Hi all,
Just got through this video, which was incredibly helpful in establishing a procedure for using DT/NODA/CST:
I am currently working on something for which I hope to model approximately 20 seconds of simulation time, possibly more. The video has the following process:
1. Get the time step without any mass scaling
2. Use DT/NODA/CST with a Tsca of 0.9 and a time step of 1.2*Original Time step
3. Ensure mass error DM/M < 0.02
4. Keep going up by 1.2x until you see DM/M approach 0.02 (For safety, use 0.016)
My question is: You use the 0.016 value because mass error tends to increase over the simulation, and you don't know by how much. I've noticed most explicit analysis simulations run about 0.05 seconds, though maybe a bit longer for crash analysis. In anyone's experience, have they run a simulation that is something like 20 seconds and experienced a mass error increase much higher than 0.004 from start to finish? My simulations take hours to run, and I prefer not to wait to see how much error I end up with.
Tl;dr: Doe s simulation length affect how much room for error you should allow? Essentially, does mass error increase over the simulation linearly?

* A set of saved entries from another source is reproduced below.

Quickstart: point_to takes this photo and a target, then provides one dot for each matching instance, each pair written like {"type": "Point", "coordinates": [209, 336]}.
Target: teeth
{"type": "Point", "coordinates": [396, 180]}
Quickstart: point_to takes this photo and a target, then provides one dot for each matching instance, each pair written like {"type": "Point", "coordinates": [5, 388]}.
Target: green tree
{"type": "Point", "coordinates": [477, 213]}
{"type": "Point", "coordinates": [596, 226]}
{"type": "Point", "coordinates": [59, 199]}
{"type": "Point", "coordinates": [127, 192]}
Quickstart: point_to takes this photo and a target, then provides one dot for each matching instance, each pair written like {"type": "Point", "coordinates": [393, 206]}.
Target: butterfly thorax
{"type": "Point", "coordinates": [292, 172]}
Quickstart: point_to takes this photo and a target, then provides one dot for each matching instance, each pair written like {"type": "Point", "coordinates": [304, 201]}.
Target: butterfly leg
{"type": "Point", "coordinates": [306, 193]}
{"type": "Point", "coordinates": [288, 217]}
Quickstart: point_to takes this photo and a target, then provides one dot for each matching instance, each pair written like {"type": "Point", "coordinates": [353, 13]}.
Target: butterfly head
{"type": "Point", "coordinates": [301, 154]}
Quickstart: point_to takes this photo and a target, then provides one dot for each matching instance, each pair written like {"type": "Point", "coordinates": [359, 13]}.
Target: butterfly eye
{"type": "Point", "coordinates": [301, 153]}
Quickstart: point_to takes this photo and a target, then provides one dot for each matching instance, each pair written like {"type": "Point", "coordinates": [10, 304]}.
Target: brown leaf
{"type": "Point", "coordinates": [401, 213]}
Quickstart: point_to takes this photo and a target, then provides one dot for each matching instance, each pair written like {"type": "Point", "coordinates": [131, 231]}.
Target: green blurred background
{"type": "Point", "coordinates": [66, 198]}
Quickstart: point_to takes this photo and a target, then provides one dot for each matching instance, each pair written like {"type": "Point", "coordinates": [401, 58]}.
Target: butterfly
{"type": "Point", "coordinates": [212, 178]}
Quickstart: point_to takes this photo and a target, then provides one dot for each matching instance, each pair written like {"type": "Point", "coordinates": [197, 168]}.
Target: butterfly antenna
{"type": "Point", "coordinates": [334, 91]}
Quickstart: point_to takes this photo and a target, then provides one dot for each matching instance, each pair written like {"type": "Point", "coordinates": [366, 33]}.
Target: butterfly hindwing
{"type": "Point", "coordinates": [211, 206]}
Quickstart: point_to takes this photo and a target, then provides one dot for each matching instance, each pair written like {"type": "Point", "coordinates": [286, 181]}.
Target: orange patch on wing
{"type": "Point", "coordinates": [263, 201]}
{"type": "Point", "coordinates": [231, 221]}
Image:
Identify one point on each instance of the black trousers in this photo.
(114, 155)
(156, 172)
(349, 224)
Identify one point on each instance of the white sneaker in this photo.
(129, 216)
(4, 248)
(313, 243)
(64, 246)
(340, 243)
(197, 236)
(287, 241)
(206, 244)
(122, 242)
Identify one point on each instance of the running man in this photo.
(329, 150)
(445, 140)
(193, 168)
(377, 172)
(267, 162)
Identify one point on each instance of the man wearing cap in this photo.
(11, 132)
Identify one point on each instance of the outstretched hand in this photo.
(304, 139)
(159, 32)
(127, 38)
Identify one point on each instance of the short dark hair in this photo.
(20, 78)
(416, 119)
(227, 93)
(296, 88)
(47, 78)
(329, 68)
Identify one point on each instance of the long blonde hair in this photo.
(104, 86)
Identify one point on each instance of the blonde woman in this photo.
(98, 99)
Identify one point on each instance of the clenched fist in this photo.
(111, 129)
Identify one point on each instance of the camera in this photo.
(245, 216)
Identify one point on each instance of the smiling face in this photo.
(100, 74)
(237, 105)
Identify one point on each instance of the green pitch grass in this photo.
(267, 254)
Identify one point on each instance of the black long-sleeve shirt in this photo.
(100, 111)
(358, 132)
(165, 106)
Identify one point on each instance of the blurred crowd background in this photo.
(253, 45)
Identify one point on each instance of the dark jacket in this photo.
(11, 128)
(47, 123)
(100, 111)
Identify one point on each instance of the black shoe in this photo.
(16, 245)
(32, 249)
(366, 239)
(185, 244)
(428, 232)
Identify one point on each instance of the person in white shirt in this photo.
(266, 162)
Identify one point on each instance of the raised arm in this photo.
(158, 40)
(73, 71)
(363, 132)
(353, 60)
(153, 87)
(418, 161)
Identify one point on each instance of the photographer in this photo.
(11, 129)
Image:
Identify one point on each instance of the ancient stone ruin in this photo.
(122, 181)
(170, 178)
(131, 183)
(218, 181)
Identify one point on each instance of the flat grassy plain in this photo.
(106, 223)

EDIT: I was also wondering - in the attached files I'm running a simulation with an appropriately selected AMS, and it doesn't seem to be affecting the time step or simulation speed in any meaningful way... I even purposely tried to put in a ridiculously large imposed time step of 200 seconds and even 0 seconds to try to break it, and it didn't change a thing. Can anyone help me with this?